Traditional RAG assumes documents are centrally accessible, but in reality, data is scattered across silos (unable to be aggregated due to regulations, privacy, etc.). While federated RAG addresses the dispersion issue, existing solutions have security shortcomings: retrieval results are transmitted in plaintext, which is vulnerable to server leakage.

The core innovations of this study include three points: 1. Combination of local retrieval and confidential aggregation: Clients perform local retrieval and only send results to the server within TEE for aggregation; 2. Cascaded reasoning: Use non-confidential third-party models to generate preliminary answers as context to enhance the main model's inference; 3. Confidential remote inference based on Flower CRC: Run large models in hardened TEE to protect prompts and context.

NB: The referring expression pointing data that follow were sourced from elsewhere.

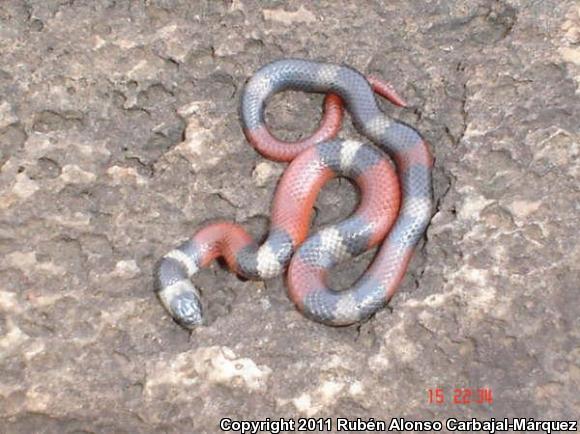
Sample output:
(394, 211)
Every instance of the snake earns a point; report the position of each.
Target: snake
(394, 210)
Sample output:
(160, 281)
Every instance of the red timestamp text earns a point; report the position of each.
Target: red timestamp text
(461, 396)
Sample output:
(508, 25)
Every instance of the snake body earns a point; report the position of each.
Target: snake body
(395, 207)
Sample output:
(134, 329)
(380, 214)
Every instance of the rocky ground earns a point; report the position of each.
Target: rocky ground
(119, 136)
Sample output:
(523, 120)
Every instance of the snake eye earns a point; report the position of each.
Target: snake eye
(186, 310)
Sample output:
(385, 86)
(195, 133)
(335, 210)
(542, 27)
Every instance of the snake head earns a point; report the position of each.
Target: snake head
(182, 301)
(186, 310)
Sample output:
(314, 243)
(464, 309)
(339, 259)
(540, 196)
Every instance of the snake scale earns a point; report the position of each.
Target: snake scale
(394, 209)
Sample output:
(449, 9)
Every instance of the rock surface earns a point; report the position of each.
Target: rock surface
(119, 136)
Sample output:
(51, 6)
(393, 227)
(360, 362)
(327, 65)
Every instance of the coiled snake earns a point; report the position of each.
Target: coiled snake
(395, 208)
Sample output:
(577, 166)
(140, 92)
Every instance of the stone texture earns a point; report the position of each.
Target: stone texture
(119, 136)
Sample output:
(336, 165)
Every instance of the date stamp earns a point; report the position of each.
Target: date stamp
(461, 396)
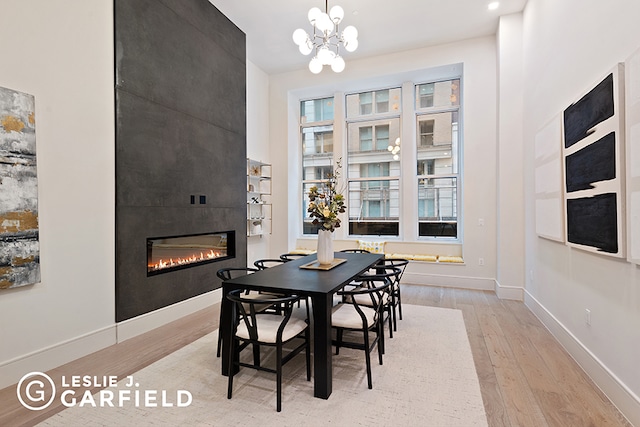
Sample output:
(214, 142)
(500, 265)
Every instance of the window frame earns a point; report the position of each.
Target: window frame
(406, 108)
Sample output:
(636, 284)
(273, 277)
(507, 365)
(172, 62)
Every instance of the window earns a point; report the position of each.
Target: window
(437, 112)
(316, 136)
(408, 187)
(426, 133)
(374, 102)
(373, 200)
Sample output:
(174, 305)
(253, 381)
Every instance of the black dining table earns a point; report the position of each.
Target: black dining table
(319, 286)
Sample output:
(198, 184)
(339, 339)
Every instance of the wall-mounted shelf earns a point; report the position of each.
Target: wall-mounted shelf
(258, 192)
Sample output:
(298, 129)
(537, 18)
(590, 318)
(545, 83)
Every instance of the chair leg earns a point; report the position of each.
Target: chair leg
(367, 358)
(256, 354)
(279, 377)
(231, 352)
(219, 335)
(380, 332)
(393, 307)
(307, 336)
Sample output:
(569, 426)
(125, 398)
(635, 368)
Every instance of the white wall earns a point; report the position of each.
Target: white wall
(257, 143)
(568, 47)
(510, 182)
(479, 59)
(62, 53)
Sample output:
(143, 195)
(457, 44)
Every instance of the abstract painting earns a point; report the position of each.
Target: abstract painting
(594, 168)
(19, 236)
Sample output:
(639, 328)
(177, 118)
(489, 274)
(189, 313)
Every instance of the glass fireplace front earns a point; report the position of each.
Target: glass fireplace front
(166, 254)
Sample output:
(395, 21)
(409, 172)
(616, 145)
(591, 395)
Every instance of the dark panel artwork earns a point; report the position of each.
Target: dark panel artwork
(593, 108)
(595, 162)
(592, 221)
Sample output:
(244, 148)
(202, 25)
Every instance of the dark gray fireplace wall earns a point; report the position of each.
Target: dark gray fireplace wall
(180, 87)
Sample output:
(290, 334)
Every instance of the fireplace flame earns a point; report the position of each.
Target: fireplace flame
(195, 258)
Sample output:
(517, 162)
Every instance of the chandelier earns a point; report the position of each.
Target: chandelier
(326, 39)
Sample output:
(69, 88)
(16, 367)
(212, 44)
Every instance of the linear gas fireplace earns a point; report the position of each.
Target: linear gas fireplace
(166, 254)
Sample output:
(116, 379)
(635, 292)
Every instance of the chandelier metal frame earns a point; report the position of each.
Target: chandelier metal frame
(326, 39)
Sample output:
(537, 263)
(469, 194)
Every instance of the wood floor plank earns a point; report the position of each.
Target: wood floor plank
(526, 377)
(521, 404)
(569, 379)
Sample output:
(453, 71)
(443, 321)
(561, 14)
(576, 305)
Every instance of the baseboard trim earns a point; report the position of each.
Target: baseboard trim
(449, 281)
(509, 292)
(146, 322)
(56, 355)
(619, 394)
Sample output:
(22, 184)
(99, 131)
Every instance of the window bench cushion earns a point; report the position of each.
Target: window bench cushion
(302, 251)
(451, 259)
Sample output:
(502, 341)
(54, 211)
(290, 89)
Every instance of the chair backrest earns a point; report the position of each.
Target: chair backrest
(290, 257)
(247, 309)
(373, 285)
(400, 264)
(263, 264)
(233, 272)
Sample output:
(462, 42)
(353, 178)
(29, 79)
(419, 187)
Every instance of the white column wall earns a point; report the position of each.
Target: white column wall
(568, 47)
(62, 53)
(510, 238)
(258, 143)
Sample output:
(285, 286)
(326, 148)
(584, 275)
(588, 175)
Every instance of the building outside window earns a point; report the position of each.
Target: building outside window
(437, 113)
(316, 136)
(373, 119)
(372, 176)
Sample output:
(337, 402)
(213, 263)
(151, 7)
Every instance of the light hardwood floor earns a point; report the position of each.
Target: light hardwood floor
(526, 377)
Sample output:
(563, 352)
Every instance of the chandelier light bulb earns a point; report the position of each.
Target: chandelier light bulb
(313, 15)
(324, 23)
(315, 66)
(351, 45)
(326, 39)
(350, 33)
(325, 55)
(338, 64)
(306, 48)
(336, 14)
(300, 36)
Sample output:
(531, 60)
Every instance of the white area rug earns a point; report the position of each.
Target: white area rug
(428, 379)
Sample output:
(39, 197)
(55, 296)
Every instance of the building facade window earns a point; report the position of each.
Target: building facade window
(316, 136)
(373, 175)
(437, 122)
(375, 150)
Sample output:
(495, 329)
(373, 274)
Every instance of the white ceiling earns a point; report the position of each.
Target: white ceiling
(383, 26)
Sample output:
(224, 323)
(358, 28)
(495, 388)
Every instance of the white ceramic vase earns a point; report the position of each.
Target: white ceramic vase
(325, 246)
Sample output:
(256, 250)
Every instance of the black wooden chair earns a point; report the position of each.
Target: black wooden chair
(387, 300)
(250, 326)
(228, 274)
(396, 296)
(355, 317)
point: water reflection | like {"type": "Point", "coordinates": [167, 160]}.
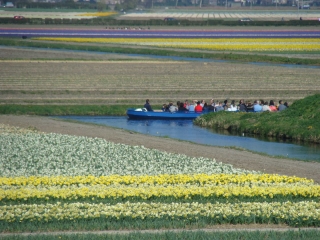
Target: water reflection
{"type": "Point", "coordinates": [185, 130]}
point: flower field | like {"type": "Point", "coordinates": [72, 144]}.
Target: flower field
{"type": "Point", "coordinates": [61, 182]}
{"type": "Point", "coordinates": [218, 44]}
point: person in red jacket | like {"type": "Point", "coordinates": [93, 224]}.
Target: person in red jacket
{"type": "Point", "coordinates": [198, 108]}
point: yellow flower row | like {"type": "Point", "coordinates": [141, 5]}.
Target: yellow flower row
{"type": "Point", "coordinates": [243, 44]}
{"type": "Point", "coordinates": [98, 14]}
{"type": "Point", "coordinates": [218, 179]}
{"type": "Point", "coordinates": [299, 211]}
{"type": "Point", "coordinates": [186, 191]}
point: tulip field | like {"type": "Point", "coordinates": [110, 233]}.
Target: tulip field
{"type": "Point", "coordinates": [217, 44]}
{"type": "Point", "coordinates": [53, 182]}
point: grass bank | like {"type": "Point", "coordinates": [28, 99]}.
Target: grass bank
{"type": "Point", "coordinates": [56, 110]}
{"type": "Point", "coordinates": [299, 122]}
{"type": "Point", "coordinates": [46, 110]}
{"type": "Point", "coordinates": [230, 235]}
{"type": "Point", "coordinates": [162, 52]}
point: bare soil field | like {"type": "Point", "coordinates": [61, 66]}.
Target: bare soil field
{"type": "Point", "coordinates": [239, 159]}
{"type": "Point", "coordinates": [94, 79]}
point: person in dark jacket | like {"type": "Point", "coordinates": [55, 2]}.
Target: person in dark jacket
{"type": "Point", "coordinates": [148, 106]}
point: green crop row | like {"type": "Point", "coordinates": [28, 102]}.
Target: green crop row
{"type": "Point", "coordinates": [299, 122]}
{"type": "Point", "coordinates": [156, 22]}
{"type": "Point", "coordinates": [161, 52]}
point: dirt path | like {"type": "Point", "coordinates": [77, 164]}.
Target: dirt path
{"type": "Point", "coordinates": [239, 159]}
{"type": "Point", "coordinates": [220, 228]}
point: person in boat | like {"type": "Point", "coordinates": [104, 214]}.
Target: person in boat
{"type": "Point", "coordinates": [256, 106]}
{"type": "Point", "coordinates": [281, 106]}
{"type": "Point", "coordinates": [148, 106]}
{"type": "Point", "coordinates": [165, 108]}
{"type": "Point", "coordinates": [272, 107]}
{"type": "Point", "coordinates": [225, 102]}
{"type": "Point", "coordinates": [249, 107]}
{"type": "Point", "coordinates": [172, 108]}
{"type": "Point", "coordinates": [186, 104]}
{"type": "Point", "coordinates": [191, 107]}
{"type": "Point", "coordinates": [265, 107]}
{"type": "Point", "coordinates": [242, 106]}
{"type": "Point", "coordinates": [233, 107]}
{"type": "Point", "coordinates": [181, 108]}
{"type": "Point", "coordinates": [219, 107]}
{"type": "Point", "coordinates": [198, 108]}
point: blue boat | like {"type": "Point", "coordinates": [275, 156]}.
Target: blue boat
{"type": "Point", "coordinates": [142, 114]}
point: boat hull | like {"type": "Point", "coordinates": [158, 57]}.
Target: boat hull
{"type": "Point", "coordinates": [133, 114]}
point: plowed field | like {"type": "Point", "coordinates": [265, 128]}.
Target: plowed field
{"type": "Point", "coordinates": [130, 82]}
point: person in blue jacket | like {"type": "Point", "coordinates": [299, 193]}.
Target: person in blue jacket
{"type": "Point", "coordinates": [148, 106]}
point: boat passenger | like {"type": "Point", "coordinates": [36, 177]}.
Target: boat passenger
{"type": "Point", "coordinates": [182, 108]}
{"type": "Point", "coordinates": [265, 107]}
{"type": "Point", "coordinates": [242, 107]}
{"type": "Point", "coordinates": [256, 106]}
{"type": "Point", "coordinates": [165, 108]}
{"type": "Point", "coordinates": [281, 106]}
{"type": "Point", "coordinates": [186, 104]}
{"type": "Point", "coordinates": [212, 103]}
{"type": "Point", "coordinates": [198, 108]}
{"type": "Point", "coordinates": [148, 106]}
{"type": "Point", "coordinates": [191, 107]}
{"type": "Point", "coordinates": [219, 107]}
{"type": "Point", "coordinates": [272, 107]}
{"type": "Point", "coordinates": [233, 107]}
{"type": "Point", "coordinates": [172, 108]}
{"type": "Point", "coordinates": [249, 107]}
{"type": "Point", "coordinates": [225, 102]}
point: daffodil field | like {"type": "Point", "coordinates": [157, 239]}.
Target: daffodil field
{"type": "Point", "coordinates": [62, 182]}
{"type": "Point", "coordinates": [218, 44]}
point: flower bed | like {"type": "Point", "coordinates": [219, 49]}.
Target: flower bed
{"type": "Point", "coordinates": [58, 181]}
{"type": "Point", "coordinates": [220, 44]}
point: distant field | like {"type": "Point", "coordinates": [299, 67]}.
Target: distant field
{"type": "Point", "coordinates": [130, 82]}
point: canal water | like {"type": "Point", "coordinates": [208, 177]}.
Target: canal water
{"type": "Point", "coordinates": [187, 131]}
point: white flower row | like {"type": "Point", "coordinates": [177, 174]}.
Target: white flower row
{"type": "Point", "coordinates": [36, 154]}
{"type": "Point", "coordinates": [287, 211]}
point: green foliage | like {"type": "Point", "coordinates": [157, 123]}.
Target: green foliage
{"type": "Point", "coordinates": [183, 234]}
{"type": "Point", "coordinates": [116, 110]}
{"type": "Point", "coordinates": [299, 122]}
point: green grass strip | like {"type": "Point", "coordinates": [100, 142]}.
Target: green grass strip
{"type": "Point", "coordinates": [183, 234]}
{"type": "Point", "coordinates": [55, 110]}
{"type": "Point", "coordinates": [299, 122]}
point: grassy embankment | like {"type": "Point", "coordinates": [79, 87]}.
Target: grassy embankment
{"type": "Point", "coordinates": [230, 235]}
{"type": "Point", "coordinates": [162, 52]}
{"type": "Point", "coordinates": [299, 122]}
{"type": "Point", "coordinates": [54, 110]}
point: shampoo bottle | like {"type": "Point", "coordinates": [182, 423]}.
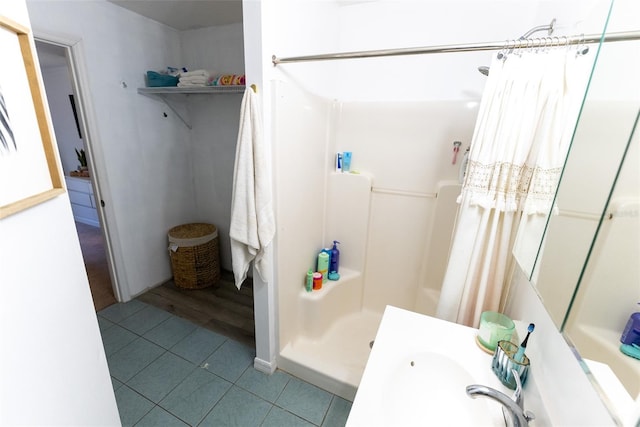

Workflow: 1. The server (inside TEE) broadcasts the query; 2. Clients perform local retrieval of top-k documents and return results; 3. The server aggregates using the reciprocal rank fusion algorithm; 4. Construct enhanced context; 5. Generate answers according to the inference mode.

Three Inference Modes: Independent inference (LLM processed inside TEE), cascaded inference (combines third-party models for auxiliary answers), confidential inference (runs large-scale LLM in Flower CRC).

Experimental Setup: Healthcare scenario, server model SmolLM 1.7B (CPU), cascaded third-party model AWS Nova Micro, confidential inference model Qwen3 235B (Flower CRC's H100), 4 client document libraries (PubMed, StatPearls, etc.), evaluation benchmark MIRAGE.

Key Findings: Cascaded inference improved SmolLM's performance by 40% on PubMedQA and 46% on MedQA; confidential inference achieved the best performance; independent inference had higher latency but was secure.

Trusted Components: Hardware TEE and remote attestation, data silo clients (do not share original documents).

Untrusted Components: Honest-but-curious or compromised server operators, network attackers (cannot break standard encryption).

Scope: Assume correct TEE implementation; side-channel attacks are not considered.

This architecture provides new possibilities for sensitive fields: Healthcare (joint Q&A across multiple hospitals without sharing patient data), finance (cross-institution market analysis and risk assessment), enterprise knowledge management (cross-department unified retrieval system).

Limitations: Focused on the healthcare field; other fields need verification; third-party model selection needs optimization; system scalability needs improvement. Future directions: Expand application fields, explore optimal third-party model combinations, enhance system scalability.